Brief Title: INCB053914 and Pomalidomide With Dexamethasone for Relapsed and/or Refractory Multiple Myeloma

Official Title: A Phase I Study of INCB053914 (Pan-PIM Kinase Inhibitor) and Pomalidomide With Dexamethasone in Patients With Relapsed and/or Refractory Multiple Myeloma

Study ID: NCT04355039

Conditions

Refractory Multiple Myeloma

Relapse Multiple Myeloma

Interventions

Pomalidomide

Dexamethasone

INCB053914 50 mg bis in die (BID)

INCB053914 65 mg BID

INCB053914 80 mg BID

Study Description

Brief Summary: This is a prospective, single-center, open-label phase Ib study aimed at determining a recommended phase II dose of INCB053914 and pomalidomide with dexamethasone. The trial will follow a 3 + 3 phase I dose-escalation design.
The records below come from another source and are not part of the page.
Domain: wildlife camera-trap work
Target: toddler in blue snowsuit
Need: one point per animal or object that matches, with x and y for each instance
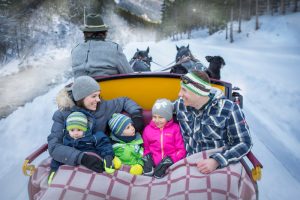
(79, 135)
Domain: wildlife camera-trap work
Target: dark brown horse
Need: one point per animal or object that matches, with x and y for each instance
(215, 65)
(141, 61)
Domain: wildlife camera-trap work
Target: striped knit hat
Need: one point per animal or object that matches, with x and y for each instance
(118, 123)
(77, 120)
(195, 84)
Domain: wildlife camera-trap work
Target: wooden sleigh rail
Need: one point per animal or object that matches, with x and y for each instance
(28, 168)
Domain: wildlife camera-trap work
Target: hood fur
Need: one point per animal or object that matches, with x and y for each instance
(64, 100)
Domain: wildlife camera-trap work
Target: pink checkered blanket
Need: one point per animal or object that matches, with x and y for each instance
(183, 181)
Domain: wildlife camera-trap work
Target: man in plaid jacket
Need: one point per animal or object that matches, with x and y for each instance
(209, 121)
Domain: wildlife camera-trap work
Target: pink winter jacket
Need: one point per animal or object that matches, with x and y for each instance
(163, 142)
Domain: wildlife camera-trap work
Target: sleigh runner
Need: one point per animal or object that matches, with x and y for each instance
(183, 180)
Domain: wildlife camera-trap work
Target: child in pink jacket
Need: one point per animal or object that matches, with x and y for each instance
(163, 142)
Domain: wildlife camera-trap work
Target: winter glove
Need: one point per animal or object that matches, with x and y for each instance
(138, 121)
(51, 176)
(92, 162)
(108, 164)
(117, 162)
(148, 165)
(161, 168)
(136, 169)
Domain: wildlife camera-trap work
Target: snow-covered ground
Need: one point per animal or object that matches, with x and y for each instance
(264, 64)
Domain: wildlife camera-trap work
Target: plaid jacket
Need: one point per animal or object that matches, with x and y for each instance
(221, 123)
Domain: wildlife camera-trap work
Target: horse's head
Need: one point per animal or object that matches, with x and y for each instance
(182, 52)
(215, 65)
(143, 55)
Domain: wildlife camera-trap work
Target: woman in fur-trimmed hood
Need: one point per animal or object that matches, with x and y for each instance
(83, 96)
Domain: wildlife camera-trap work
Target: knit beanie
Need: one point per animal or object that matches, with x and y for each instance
(83, 86)
(77, 120)
(196, 84)
(118, 123)
(164, 108)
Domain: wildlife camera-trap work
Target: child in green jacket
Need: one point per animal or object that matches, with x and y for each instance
(127, 144)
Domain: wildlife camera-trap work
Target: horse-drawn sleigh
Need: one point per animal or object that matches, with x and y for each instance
(183, 180)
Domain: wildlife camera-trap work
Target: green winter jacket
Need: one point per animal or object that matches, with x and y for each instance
(129, 153)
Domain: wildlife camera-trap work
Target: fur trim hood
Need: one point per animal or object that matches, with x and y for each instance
(64, 99)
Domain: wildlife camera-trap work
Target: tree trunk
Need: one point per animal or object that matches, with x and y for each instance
(231, 25)
(256, 15)
(240, 17)
(295, 5)
(282, 6)
(272, 7)
(226, 36)
(249, 10)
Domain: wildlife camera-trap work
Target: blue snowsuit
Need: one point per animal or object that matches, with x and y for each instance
(98, 143)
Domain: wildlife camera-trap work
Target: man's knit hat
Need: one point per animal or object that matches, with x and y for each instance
(77, 120)
(197, 82)
(83, 86)
(164, 108)
(118, 123)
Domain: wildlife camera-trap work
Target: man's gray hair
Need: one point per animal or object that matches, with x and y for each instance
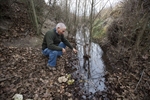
(61, 26)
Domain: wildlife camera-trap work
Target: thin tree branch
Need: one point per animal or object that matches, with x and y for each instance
(139, 80)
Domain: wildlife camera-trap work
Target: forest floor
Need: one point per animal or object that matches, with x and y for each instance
(23, 71)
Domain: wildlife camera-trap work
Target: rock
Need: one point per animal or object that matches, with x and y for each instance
(62, 79)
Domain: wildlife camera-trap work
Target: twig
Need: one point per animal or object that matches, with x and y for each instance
(139, 80)
(4, 79)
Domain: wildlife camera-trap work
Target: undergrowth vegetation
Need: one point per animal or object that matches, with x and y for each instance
(128, 49)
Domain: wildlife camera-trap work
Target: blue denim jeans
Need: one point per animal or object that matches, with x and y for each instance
(53, 54)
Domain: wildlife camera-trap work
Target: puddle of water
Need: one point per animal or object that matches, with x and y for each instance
(91, 69)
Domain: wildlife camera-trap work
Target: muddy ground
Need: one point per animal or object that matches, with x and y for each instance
(23, 70)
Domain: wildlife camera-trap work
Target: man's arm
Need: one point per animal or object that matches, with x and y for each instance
(50, 43)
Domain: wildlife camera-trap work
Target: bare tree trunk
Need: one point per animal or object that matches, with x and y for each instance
(35, 17)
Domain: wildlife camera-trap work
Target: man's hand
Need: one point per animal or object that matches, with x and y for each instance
(74, 50)
(63, 50)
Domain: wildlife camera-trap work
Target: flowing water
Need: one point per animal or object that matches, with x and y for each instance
(90, 67)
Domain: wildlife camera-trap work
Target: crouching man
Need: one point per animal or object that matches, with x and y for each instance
(54, 44)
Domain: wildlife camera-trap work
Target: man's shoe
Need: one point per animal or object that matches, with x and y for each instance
(51, 68)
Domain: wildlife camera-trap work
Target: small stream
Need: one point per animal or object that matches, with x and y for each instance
(90, 65)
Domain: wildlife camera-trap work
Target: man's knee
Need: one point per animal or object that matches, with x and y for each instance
(55, 53)
(62, 45)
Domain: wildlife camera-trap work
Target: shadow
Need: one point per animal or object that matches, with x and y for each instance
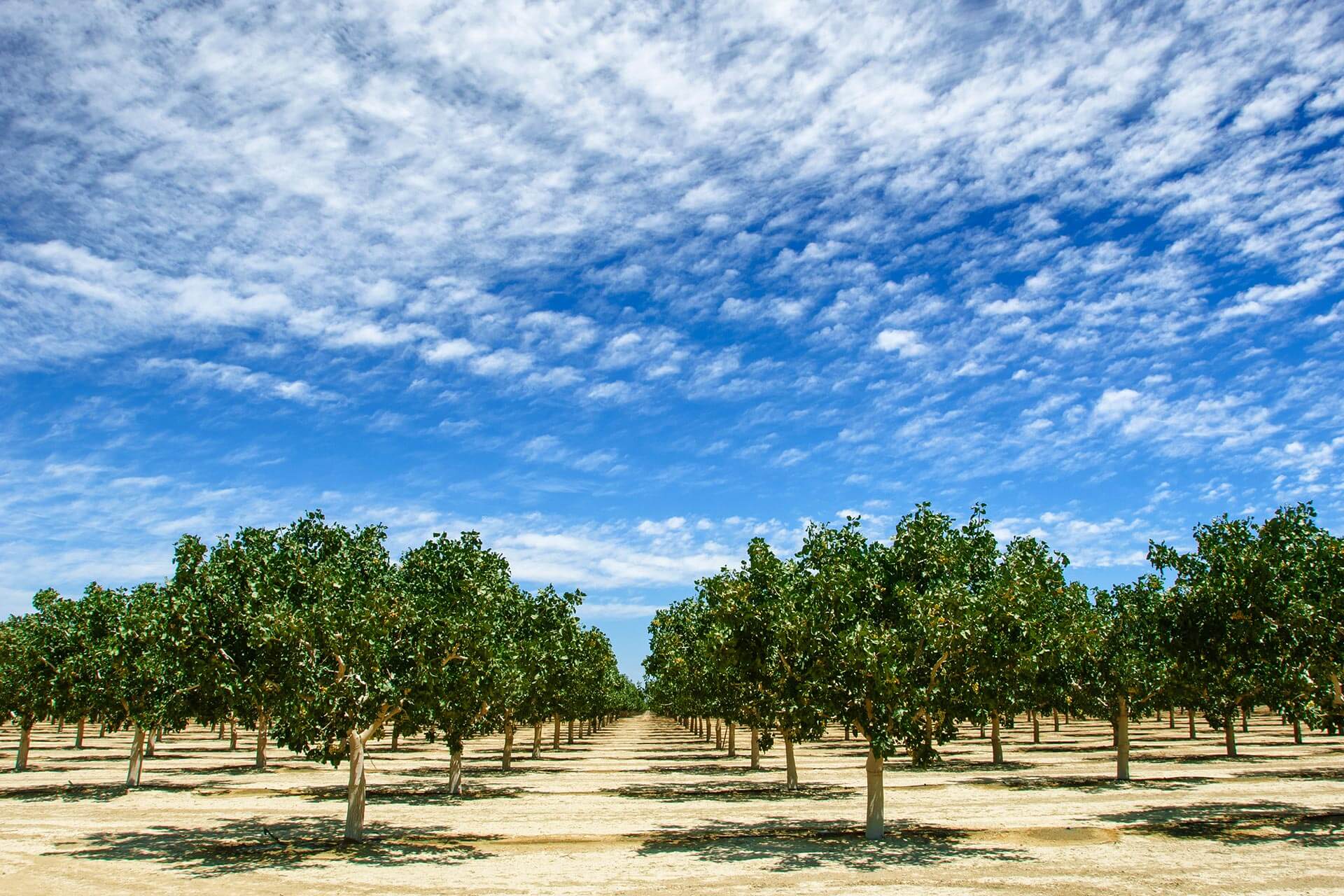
(1238, 824)
(730, 793)
(253, 844)
(830, 844)
(1093, 785)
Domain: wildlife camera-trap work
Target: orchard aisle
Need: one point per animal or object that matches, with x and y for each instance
(647, 806)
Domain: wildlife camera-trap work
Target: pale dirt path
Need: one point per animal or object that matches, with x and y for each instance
(644, 806)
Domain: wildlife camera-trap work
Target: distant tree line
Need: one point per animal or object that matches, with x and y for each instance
(904, 641)
(315, 638)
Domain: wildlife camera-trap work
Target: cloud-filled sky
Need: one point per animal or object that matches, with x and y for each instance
(622, 285)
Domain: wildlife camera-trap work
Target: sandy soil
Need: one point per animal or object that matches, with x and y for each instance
(643, 806)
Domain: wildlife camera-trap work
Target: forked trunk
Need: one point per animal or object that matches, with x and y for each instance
(20, 762)
(1123, 741)
(454, 771)
(261, 741)
(875, 814)
(356, 790)
(137, 758)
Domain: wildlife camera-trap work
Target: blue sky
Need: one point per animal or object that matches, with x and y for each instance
(625, 285)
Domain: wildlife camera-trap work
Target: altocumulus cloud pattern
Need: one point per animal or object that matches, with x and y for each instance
(622, 285)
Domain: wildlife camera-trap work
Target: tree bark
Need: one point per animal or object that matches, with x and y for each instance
(875, 816)
(20, 762)
(1123, 739)
(356, 790)
(137, 758)
(454, 771)
(261, 741)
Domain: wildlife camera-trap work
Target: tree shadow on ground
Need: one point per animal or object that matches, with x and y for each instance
(1238, 824)
(727, 792)
(1088, 783)
(258, 844)
(828, 844)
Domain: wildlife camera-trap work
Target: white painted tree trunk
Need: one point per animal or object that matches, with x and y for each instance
(137, 758)
(454, 771)
(1123, 739)
(876, 812)
(20, 762)
(356, 790)
(995, 739)
(262, 731)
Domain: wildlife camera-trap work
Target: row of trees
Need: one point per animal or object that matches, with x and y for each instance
(315, 638)
(906, 640)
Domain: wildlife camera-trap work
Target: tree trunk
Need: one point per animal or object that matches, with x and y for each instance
(790, 774)
(454, 771)
(875, 816)
(261, 741)
(1123, 739)
(137, 758)
(355, 790)
(20, 762)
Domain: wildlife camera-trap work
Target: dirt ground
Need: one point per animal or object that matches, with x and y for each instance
(643, 806)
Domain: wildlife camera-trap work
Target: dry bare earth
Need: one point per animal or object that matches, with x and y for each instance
(644, 806)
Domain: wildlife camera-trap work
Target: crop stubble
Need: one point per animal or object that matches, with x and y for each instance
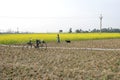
(37, 64)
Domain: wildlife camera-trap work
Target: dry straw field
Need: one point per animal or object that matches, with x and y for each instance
(17, 63)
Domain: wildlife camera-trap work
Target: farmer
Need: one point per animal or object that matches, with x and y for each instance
(30, 43)
(58, 38)
(37, 43)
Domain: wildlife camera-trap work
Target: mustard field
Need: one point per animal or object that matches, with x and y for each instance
(23, 38)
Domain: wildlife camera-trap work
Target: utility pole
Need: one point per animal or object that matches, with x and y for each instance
(17, 30)
(101, 17)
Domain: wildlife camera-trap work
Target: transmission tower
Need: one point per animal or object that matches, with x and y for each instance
(101, 17)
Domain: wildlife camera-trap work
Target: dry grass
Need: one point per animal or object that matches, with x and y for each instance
(59, 64)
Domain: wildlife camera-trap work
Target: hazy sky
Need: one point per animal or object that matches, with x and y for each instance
(53, 15)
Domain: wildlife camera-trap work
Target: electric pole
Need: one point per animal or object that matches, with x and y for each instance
(101, 17)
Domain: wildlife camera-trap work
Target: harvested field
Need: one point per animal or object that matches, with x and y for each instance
(62, 64)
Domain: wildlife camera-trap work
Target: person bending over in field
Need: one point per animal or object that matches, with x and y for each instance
(58, 38)
(37, 43)
(30, 43)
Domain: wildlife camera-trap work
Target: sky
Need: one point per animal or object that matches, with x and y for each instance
(54, 15)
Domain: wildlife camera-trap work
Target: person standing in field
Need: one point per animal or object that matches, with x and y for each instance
(58, 38)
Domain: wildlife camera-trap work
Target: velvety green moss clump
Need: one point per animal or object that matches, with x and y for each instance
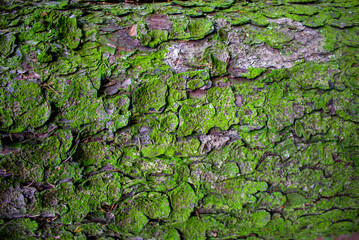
(179, 120)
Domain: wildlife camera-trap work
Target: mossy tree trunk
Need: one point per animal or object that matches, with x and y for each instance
(179, 120)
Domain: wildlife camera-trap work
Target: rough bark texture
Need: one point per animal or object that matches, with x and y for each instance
(179, 120)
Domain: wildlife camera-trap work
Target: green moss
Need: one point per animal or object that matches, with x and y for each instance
(26, 106)
(200, 28)
(155, 206)
(70, 35)
(19, 229)
(195, 119)
(253, 72)
(150, 97)
(131, 221)
(7, 44)
(183, 200)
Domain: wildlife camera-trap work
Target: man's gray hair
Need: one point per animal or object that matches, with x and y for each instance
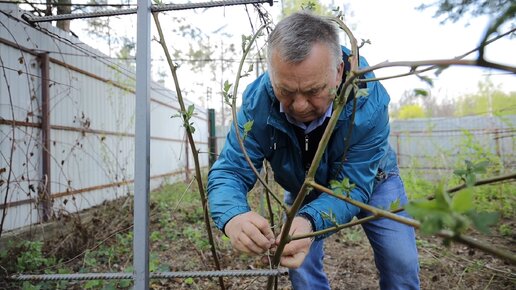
(294, 37)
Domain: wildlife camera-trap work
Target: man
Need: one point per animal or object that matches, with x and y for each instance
(290, 106)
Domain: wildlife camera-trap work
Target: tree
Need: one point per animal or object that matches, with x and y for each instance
(453, 10)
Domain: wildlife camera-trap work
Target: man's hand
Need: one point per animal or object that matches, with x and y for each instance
(250, 233)
(295, 252)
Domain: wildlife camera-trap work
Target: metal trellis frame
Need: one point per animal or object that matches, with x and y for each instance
(141, 274)
(153, 8)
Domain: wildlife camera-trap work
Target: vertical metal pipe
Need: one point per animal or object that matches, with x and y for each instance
(142, 148)
(44, 197)
(212, 139)
(398, 148)
(187, 159)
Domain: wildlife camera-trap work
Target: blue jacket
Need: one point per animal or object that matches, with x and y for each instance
(273, 138)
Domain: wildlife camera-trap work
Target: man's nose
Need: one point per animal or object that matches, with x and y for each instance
(300, 104)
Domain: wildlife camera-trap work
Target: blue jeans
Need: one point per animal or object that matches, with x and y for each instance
(394, 246)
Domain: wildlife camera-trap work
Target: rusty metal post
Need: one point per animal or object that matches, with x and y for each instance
(212, 139)
(46, 188)
(398, 148)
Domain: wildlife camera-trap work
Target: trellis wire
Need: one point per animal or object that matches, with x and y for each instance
(154, 8)
(153, 275)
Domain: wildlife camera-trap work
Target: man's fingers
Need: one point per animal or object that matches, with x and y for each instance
(257, 236)
(293, 261)
(249, 246)
(263, 225)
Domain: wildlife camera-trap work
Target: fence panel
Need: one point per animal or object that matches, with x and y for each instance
(91, 125)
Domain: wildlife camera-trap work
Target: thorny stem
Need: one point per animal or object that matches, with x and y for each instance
(11, 154)
(267, 197)
(339, 106)
(467, 240)
(235, 120)
(484, 181)
(508, 14)
(435, 63)
(198, 175)
(373, 217)
(435, 66)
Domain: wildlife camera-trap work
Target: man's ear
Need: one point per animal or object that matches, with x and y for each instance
(340, 72)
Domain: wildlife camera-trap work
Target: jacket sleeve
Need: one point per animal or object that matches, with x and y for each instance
(369, 145)
(231, 177)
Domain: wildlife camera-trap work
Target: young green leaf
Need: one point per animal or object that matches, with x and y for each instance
(462, 201)
(421, 92)
(362, 93)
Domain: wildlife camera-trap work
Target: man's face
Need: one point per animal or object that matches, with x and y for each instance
(306, 89)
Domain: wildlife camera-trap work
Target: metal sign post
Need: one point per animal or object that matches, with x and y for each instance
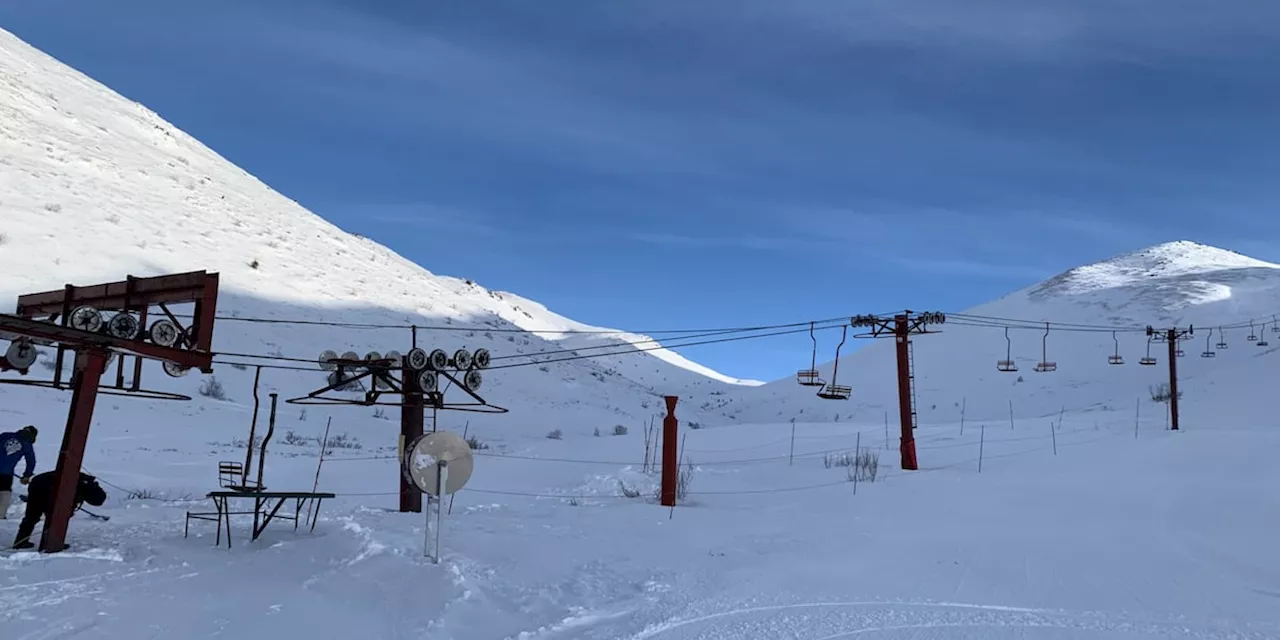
(438, 502)
(437, 464)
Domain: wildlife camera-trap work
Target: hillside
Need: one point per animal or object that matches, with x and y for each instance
(96, 187)
(1176, 283)
(1101, 526)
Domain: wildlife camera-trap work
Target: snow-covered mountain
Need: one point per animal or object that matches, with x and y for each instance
(1102, 526)
(94, 186)
(1178, 283)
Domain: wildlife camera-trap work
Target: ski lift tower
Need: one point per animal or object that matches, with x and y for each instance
(901, 327)
(414, 382)
(95, 323)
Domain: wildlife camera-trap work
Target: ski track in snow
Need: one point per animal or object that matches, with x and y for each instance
(887, 618)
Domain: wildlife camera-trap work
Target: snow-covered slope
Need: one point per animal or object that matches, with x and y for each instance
(94, 186)
(1102, 528)
(1178, 283)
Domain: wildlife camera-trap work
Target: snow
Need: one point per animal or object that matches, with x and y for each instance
(1080, 517)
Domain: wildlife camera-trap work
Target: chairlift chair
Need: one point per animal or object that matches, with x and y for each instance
(1208, 352)
(1045, 365)
(809, 376)
(1008, 364)
(1115, 359)
(832, 391)
(1147, 360)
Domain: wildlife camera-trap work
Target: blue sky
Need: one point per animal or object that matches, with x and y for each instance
(667, 164)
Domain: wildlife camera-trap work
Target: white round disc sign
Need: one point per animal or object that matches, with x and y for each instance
(423, 457)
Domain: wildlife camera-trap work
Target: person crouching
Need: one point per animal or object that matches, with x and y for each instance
(40, 502)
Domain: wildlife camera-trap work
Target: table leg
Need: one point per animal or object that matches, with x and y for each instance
(316, 515)
(268, 519)
(224, 510)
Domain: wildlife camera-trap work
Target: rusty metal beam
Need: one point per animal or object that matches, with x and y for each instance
(412, 425)
(135, 295)
(76, 338)
(88, 368)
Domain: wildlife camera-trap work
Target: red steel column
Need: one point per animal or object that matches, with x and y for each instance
(670, 453)
(1171, 338)
(86, 374)
(411, 428)
(901, 334)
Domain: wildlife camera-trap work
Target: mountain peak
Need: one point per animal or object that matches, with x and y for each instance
(1179, 260)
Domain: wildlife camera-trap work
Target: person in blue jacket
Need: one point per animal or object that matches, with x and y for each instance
(16, 446)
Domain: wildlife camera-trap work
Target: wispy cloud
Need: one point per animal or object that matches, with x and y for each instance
(969, 268)
(745, 242)
(429, 216)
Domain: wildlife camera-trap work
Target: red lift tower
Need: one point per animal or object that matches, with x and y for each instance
(1171, 337)
(76, 319)
(901, 327)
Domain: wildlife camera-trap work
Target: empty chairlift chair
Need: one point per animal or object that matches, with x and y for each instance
(832, 391)
(810, 376)
(1115, 357)
(1045, 365)
(1147, 360)
(1008, 364)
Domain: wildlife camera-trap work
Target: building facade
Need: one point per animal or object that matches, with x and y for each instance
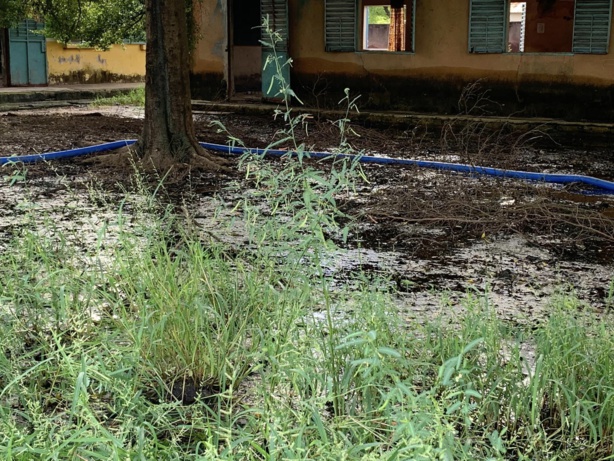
(537, 58)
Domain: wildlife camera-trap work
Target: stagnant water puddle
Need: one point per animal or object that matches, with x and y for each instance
(434, 239)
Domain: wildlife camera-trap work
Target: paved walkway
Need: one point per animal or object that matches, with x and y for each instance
(12, 98)
(568, 133)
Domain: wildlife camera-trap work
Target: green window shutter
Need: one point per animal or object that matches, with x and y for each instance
(277, 12)
(487, 26)
(591, 32)
(340, 25)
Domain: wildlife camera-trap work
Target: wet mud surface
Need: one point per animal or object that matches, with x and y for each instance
(425, 231)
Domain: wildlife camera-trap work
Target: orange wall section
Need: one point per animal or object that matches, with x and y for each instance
(440, 51)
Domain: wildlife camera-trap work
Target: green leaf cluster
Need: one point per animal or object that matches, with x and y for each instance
(11, 11)
(94, 23)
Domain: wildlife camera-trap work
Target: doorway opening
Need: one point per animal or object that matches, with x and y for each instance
(245, 50)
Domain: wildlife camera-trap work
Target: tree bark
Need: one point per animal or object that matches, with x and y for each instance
(168, 137)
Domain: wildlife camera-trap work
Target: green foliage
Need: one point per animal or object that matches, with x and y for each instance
(379, 15)
(134, 97)
(11, 11)
(296, 364)
(96, 23)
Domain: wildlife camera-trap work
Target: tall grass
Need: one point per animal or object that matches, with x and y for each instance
(134, 97)
(158, 342)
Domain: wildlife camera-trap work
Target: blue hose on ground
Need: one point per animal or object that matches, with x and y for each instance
(66, 153)
(459, 168)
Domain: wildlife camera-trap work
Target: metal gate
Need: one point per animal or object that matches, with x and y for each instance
(27, 55)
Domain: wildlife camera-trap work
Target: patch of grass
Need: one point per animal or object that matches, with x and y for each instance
(134, 97)
(157, 341)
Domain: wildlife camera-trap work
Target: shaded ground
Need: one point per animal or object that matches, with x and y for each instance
(427, 231)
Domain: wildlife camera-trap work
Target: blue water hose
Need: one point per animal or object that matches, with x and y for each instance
(456, 167)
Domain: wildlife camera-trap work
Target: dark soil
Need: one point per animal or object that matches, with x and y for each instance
(443, 229)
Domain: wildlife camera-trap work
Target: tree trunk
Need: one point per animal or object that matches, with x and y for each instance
(168, 135)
Detailed Description: This is a prospective, single-center phase I clinical study aimed at determining the maximum-tolerated dose and safety of INCB053914 (pan-PIM kinase inhibitor) and pomalidomide with dexamethasone in patients with relapsed and/or refractory multiple myeloma. Three candidate dose levels of INCB053914, 50 mg, 65 mg, and 80 mg twice daily will be considered. The research team will utilize a 3+3 design to determine a safe dose of INCB053914 combined with fixed doses of pomalidomide (4 mg Days 1- Days 21) and dexamethasone (40 mg Days 1, 8, 15, 22). The first three patients will be treated with INCB053914 twice daily at a dose of 50 mg. Dose-limiting toxicity (DLT) assessment during the first 28-day cycle will be the basis for maximum-tolerated dose assessment.